Dr Seshan also explained if a migrant worker has good savings and goes back for good, he or she will not return. And migrant workers will not stay for a longer period as many of them come here for financial reasons.
“It would be ideal if the workers and their families could be educated before leaving their country,” Dr Seshan said.
“Saving is not about building a house, they can’t eat it when they go back for good. Therefore proper financial habits are important,” he added.
The study begun in 2010 on economic and social aspects of workers choose a group of 230 Keralites, as they are among the highest migrant population in the country. All of them were married and their wives live in India. The men and their wives were interviewed.
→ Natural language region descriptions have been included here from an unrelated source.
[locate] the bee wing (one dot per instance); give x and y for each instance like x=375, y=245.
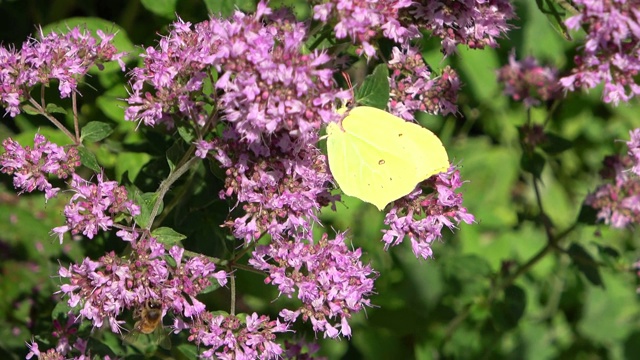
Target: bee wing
x=164, y=341
x=159, y=337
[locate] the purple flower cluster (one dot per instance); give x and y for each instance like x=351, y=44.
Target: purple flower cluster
x=529, y=82
x=266, y=85
x=636, y=268
x=103, y=289
x=94, y=206
x=79, y=346
x=412, y=88
x=62, y=57
x=30, y=167
x=230, y=338
x=421, y=216
x=610, y=55
x=281, y=195
x=476, y=23
x=363, y=20
x=329, y=279
x=67, y=342
x=618, y=201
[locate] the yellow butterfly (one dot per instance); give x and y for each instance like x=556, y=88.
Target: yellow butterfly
x=378, y=157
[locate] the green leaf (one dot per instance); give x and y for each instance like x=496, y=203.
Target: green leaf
x=95, y=131
x=131, y=162
x=146, y=202
x=588, y=215
x=111, y=103
x=88, y=159
x=532, y=163
x=174, y=154
x=374, y=90
x=556, y=144
x=555, y=15
x=224, y=8
x=507, y=313
x=188, y=351
x=53, y=108
x=167, y=236
x=585, y=264
x=164, y=8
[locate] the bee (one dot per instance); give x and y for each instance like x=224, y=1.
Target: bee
x=149, y=322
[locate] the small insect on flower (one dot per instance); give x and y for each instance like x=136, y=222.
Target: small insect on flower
x=149, y=322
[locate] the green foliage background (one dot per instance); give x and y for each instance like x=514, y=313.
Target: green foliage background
x=575, y=301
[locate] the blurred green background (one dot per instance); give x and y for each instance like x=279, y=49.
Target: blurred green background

The financial education workshop was offered in late November 2010. A five hour workshop was conducted by K V Shamshudeen based in the UAE. He is the chair of Pravasi Bandhu Welfare Trust and has been working to improve the financial welfare of non-resident Indians in the Gulf for over a decade.
The workshop has spoken to the workers on basic methods of changing financial habits by changing attitudes.
“The first question we asked them was, will their families be able to enjoy the same standards of life if they have to return home today,” said Dr Seshan.
“Participants were told to save first and spend next.”
“The speaker advocated the importance of reducing unnecessary spending. They even asked to make pledges to stop smoking,” he said.
A follow-up survey was later done with the same couples between January and April 2012, with the outcomes examined more than a year after the workshop concluded.
The findings were interesting; the workers have started managing finances, increased savings and remittances to their families in India. They have also started joint-financial decision making.